Sejarah panjang pendudukan Israel di tanah Palestina telah berlangsung puluhan tahun. Dalam konflik berkepanjangan itu, Atef Abu Saif menggambarkan tanah kelahirannya dalam catatan harian. Buku berjudul A Diary of Genocide resmi diterbitkan oleh penerbit Noura (Mizan Group).
Saat menyambangi kantor detikcom, Atef cerita bukunya mengisahkan hal-hal yang tersembunyi dari kehidupan Gaza dan tidak diketahui publik umum maupun pemberitaan di layar televisi.
"Buku ini untold story, menceritakan apa yang selama ini tersembunyi. Bukan ratusan tapi jutaan atau puluhan juta nyawa hilang begitu saja," kata Atef pada Kamis (24/10/2024).
Sejak usia 2 bulan, Atef yang lahir di kamp pengungsian Jabalia pada pada 1973 telah merasakan perang sepanjang hidupnya. Pada 2014, saat perang Israel dan Hamas berkecamuk, ia kehilangan banyak orang dalam hidupnya.
Bukan satu atau dua orang saja, tapi ada banyak keluarga terdekat dan kenalannya yang mati syahid. "Saya kehilangan ibu mertua, sepupu, saudara, tetangga, dan banyak orang yang saya kenal mati di samping saya. Kamu nggak akan tahu apa yang bakal terjadi besok. Setiap menit kamu merasa akan mati, kamu hidup selembar demi selembar seperti rasanya tidak menikmati hidup," ujar Atef dalam program detikSore.
![]() |
Atef ingat dengan perkataan ibunya. Menjadi seorang Palestina artinya hidup untuk hari ini dan kamu tidak akan bisa memikirkan masa depan.

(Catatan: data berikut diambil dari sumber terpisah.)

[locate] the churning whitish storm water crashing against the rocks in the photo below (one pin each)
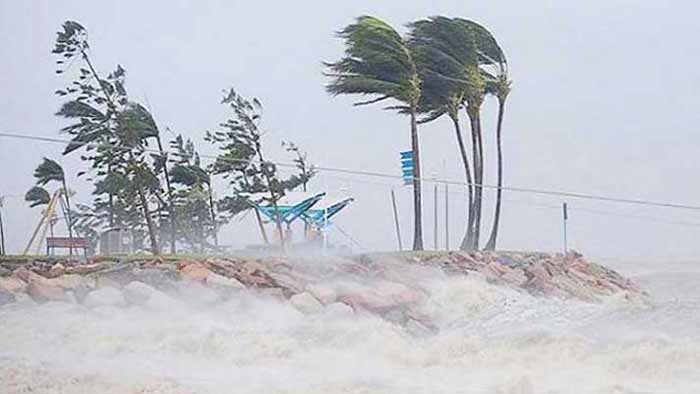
(488, 339)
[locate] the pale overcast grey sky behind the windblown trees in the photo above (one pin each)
(604, 101)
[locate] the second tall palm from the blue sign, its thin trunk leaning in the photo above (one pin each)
(440, 52)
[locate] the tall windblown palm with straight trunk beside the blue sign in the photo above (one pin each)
(379, 62)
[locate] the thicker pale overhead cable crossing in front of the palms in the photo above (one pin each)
(559, 193)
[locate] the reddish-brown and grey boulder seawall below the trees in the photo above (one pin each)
(358, 284)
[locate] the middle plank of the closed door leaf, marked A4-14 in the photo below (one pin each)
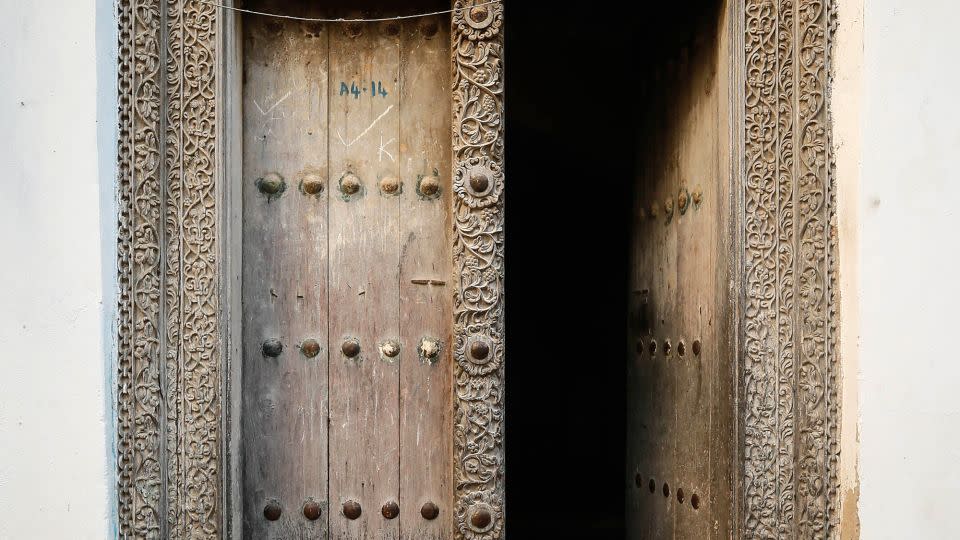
(364, 275)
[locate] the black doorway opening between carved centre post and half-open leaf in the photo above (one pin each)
(575, 82)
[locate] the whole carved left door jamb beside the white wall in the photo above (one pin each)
(168, 345)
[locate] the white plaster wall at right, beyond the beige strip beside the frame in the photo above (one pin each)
(909, 294)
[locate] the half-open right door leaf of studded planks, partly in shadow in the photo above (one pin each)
(681, 432)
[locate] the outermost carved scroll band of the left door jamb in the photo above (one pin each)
(140, 505)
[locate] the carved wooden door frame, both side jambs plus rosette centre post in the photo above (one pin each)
(177, 270)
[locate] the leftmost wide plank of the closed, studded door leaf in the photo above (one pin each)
(285, 277)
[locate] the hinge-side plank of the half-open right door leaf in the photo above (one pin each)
(697, 296)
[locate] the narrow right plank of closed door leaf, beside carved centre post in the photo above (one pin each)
(425, 289)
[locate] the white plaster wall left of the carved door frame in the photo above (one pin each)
(57, 111)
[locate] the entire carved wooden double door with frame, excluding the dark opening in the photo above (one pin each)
(293, 360)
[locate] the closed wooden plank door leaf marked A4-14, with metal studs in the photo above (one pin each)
(346, 374)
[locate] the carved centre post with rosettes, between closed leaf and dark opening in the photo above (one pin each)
(478, 264)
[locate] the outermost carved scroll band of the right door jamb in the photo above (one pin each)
(814, 231)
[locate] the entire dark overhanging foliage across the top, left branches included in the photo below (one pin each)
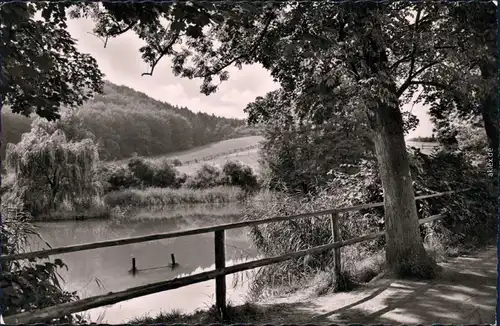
(323, 54)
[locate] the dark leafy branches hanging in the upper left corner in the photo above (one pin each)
(42, 69)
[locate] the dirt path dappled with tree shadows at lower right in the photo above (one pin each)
(465, 293)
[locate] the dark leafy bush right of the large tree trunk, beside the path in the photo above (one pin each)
(471, 217)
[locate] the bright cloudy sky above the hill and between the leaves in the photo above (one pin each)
(121, 63)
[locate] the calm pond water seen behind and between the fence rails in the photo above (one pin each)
(105, 270)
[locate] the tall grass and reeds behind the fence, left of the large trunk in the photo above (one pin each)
(275, 239)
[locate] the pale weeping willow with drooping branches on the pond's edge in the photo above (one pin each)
(51, 171)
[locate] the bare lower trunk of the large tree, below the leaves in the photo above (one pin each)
(405, 253)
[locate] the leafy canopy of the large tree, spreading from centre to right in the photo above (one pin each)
(323, 54)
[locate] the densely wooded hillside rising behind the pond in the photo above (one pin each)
(125, 122)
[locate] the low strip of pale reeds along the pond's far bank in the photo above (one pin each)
(158, 197)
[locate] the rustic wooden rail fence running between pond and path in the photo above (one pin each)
(46, 314)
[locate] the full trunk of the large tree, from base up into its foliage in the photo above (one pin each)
(405, 253)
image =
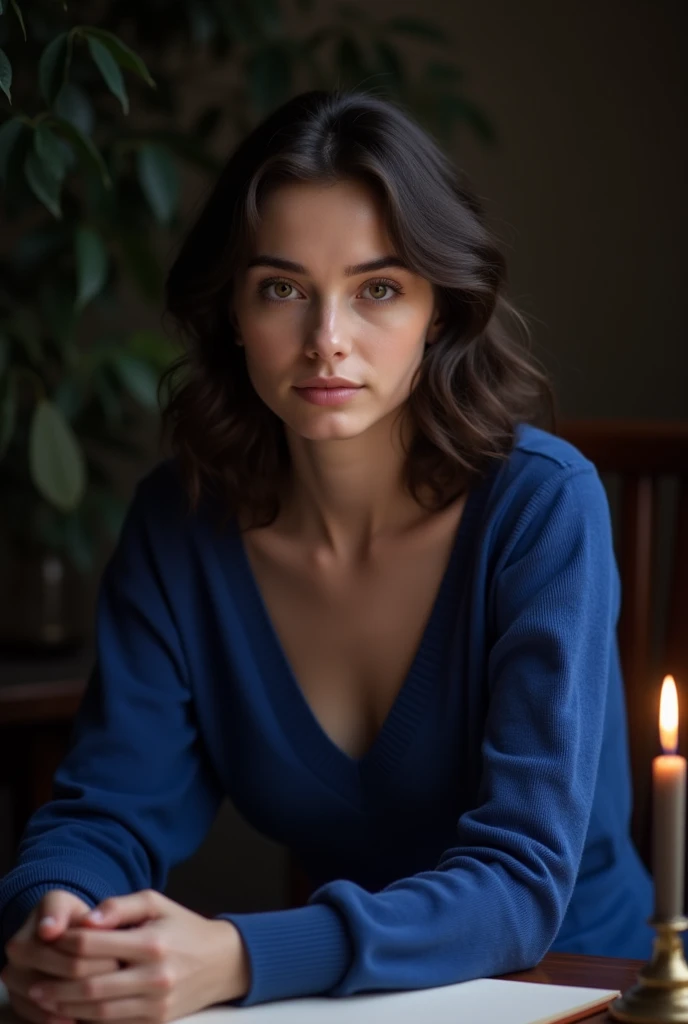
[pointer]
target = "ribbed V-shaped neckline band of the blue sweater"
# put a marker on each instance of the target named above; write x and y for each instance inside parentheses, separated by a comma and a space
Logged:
(298, 721)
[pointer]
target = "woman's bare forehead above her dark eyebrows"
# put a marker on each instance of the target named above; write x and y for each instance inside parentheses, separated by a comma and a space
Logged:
(347, 215)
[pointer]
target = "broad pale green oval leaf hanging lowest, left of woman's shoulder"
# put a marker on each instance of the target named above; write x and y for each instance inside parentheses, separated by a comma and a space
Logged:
(56, 459)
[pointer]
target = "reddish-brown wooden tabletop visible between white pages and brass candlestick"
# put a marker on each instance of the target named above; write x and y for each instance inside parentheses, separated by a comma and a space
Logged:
(589, 972)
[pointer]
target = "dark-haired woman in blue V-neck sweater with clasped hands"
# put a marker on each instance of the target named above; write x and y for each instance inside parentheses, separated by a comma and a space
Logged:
(368, 600)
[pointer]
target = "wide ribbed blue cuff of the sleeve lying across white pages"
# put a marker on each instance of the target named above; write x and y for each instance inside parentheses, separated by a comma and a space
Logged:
(304, 952)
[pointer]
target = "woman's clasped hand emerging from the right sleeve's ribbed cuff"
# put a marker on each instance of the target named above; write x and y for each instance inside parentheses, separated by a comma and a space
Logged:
(174, 964)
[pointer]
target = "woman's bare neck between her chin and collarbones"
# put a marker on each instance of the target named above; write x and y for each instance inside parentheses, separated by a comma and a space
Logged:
(347, 495)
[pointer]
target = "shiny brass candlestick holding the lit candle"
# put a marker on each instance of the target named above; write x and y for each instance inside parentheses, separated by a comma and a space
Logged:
(661, 995)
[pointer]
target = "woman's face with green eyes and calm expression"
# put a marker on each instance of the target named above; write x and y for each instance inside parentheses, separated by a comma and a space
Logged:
(309, 304)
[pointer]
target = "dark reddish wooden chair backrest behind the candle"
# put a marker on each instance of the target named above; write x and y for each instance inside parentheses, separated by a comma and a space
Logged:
(641, 454)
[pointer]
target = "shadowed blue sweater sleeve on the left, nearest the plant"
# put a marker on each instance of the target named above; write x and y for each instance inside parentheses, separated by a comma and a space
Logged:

"Setiap hari kamu hidup itu seperti ekstra day, dan itulah kenyataannya," terangnya lagi.
Pada 7 Oktober 2023, saat serangan pertama terjadi Atef bersama Yasser putranya yang berusia 15 tahun datang ke Gaza untuk memperingati Hari Warisan Nasional. Atef yang berprofesi sebagai Menteri Kebudayaan Otoritas Palestina kala itu, harus menghadirinya.
Selama lebih dari 3 bulan, ia harus mendekam di Gaza dan merasakan hujaman peluru dan rudal yang menyerang di kota tersebut hingga 30 Desember 2023. Selama itu pula, Atef mencatatkan segala peristiwa ke dalam tulisan.
"Kita harus aware dengan apa yang terjadi di sekitar, di dunia. Ketika saya hidup 3 bulan di Gaza, hidup sangat berharga. Kita bergantung pada itu. Ketika kamu hidup, kamu harus fight, dan tidak boleh menyerah," tukasnya.